Feb 4, 2018
This blog post from May 2016 introduced a lot of skepticism about the Julia programming language. As one can see from comments on the blog page as well as recent discussions in the Julia Discourse forum, it is not without controversy.
The purpose of this blog post is to debunk the myths and determine what truly be a concern…. or not. Most blogs are opinionated but I will try my best to be fair and point out differences here so people can judge according to their use cases.
All benchmarks below are performed using my MacBook Pro laptop (Intel i5-4258U CPU @ 2.40GHz) with Julia version 0.6.2 and Python 3.6.3 from Anaconda distribution.
The C implementation of parse_integer benchmark was not coded in a performant/idiomatic fashion e.g. the use of strlen function. The core development team acknowledged the issue and quickly fixed the code (within 2 days) in October 2013.

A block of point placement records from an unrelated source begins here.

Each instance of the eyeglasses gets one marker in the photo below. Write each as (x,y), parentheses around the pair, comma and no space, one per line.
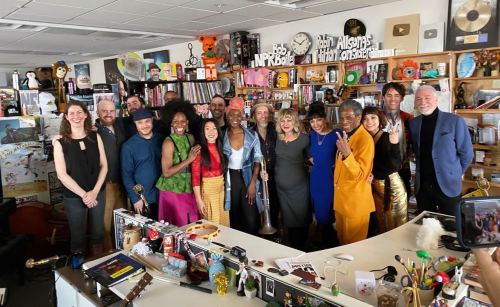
(390,275)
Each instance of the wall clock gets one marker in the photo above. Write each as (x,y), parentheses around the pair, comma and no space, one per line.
(301,43)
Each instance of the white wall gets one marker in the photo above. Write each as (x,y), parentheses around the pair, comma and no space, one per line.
(430,11)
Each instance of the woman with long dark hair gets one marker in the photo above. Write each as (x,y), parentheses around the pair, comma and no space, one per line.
(177,204)
(388,189)
(207,174)
(81,167)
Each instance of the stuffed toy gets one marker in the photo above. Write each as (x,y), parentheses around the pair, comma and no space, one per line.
(31,80)
(59,71)
(44,75)
(429,234)
(209,57)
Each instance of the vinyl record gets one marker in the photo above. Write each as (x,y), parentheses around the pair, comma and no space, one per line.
(466,64)
(351,77)
(354,27)
(472,16)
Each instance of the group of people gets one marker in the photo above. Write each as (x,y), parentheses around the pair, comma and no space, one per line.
(214,168)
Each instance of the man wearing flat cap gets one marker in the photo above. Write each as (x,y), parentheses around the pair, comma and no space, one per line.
(264,127)
(141,162)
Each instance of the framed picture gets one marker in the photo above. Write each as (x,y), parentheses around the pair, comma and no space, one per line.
(270,287)
(472,24)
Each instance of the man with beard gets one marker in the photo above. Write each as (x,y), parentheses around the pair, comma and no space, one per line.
(352,199)
(141,162)
(133,104)
(263,114)
(112,133)
(217,108)
(443,152)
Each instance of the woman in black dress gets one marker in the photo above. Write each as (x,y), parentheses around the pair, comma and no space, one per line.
(292,178)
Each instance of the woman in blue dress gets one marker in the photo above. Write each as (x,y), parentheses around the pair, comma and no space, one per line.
(322,140)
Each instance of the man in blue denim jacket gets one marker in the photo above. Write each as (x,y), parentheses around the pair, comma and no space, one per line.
(242,149)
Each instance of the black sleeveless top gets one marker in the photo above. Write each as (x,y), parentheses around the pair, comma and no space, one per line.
(82,162)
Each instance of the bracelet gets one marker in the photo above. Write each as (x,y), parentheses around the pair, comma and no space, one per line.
(204,231)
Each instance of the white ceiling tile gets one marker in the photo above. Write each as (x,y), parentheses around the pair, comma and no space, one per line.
(219,5)
(88,4)
(102,19)
(259,10)
(194,25)
(168,2)
(46,10)
(335,7)
(182,13)
(127,6)
(223,19)
(292,15)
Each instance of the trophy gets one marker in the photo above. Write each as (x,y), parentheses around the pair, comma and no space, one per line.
(146,210)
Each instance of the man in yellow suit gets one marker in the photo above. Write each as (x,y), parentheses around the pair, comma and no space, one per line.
(353,200)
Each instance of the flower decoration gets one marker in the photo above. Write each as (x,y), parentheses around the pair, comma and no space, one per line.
(486,58)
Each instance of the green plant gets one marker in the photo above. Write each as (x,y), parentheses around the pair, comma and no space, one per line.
(250,283)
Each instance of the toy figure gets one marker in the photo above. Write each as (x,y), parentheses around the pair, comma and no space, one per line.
(31,80)
(458,274)
(154,72)
(209,57)
(288,300)
(243,274)
(59,71)
(282,80)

The Java implementation of various benchmarks as well as Octave were questioned. After several rounds of discussions on GitHub, it boils down to the philosophy of the benchmarks – are we trying to understand how different language implementations perform for the same algorithms or are we trying to see how the best optimized code compares in these languages?
The benchmark page on Julia web site explains well:
It is important to note that the benchmark codes are not written for absolute maximal performance (the fastest code to compute recursion_fibonacci(20) is the constant literal 6765). Instead, the benchmarks are written to test the performance of identical algorithms and code patterns implemented in each language.
It is likely that one can optimize anything in any extendible language implementation and achieve great performance. In the case of Python, one can apply Cython, Numba, Numpy, and other techniques. This is the classic two-language problem as described by Stefan Karpinski.
The real questions are:
How difficult and how much effort is required to optimize anything?
Does optimization introduce additional complexity in code and hinders productivity?
The question is – does it matter? Maybe, maybe not.
If you have a bunch of short-duration apps that only takes a second to run then a longer startup time could mean a lot to you.
If you have a large computation project that takes 30 minutes to process then the 0.5 second startup time means nothing. This should be the more common case for most business applications, let alone the numeric/scientific computing community.
Just a couple notes:
The blog concluded with the benchmark results of 80 µs (Julia) vs 24 µs (Cython-Typed). I do not see such behavior. Perhaps the only explanation is that the time has changed and Julia has already gotten a lot better than before.
The fib
function was then optimized using a LRU cache. From a benchmarking perspective, it would not be a fair comparison if the algorithm itself is changed. Hence, we will ignore those results here.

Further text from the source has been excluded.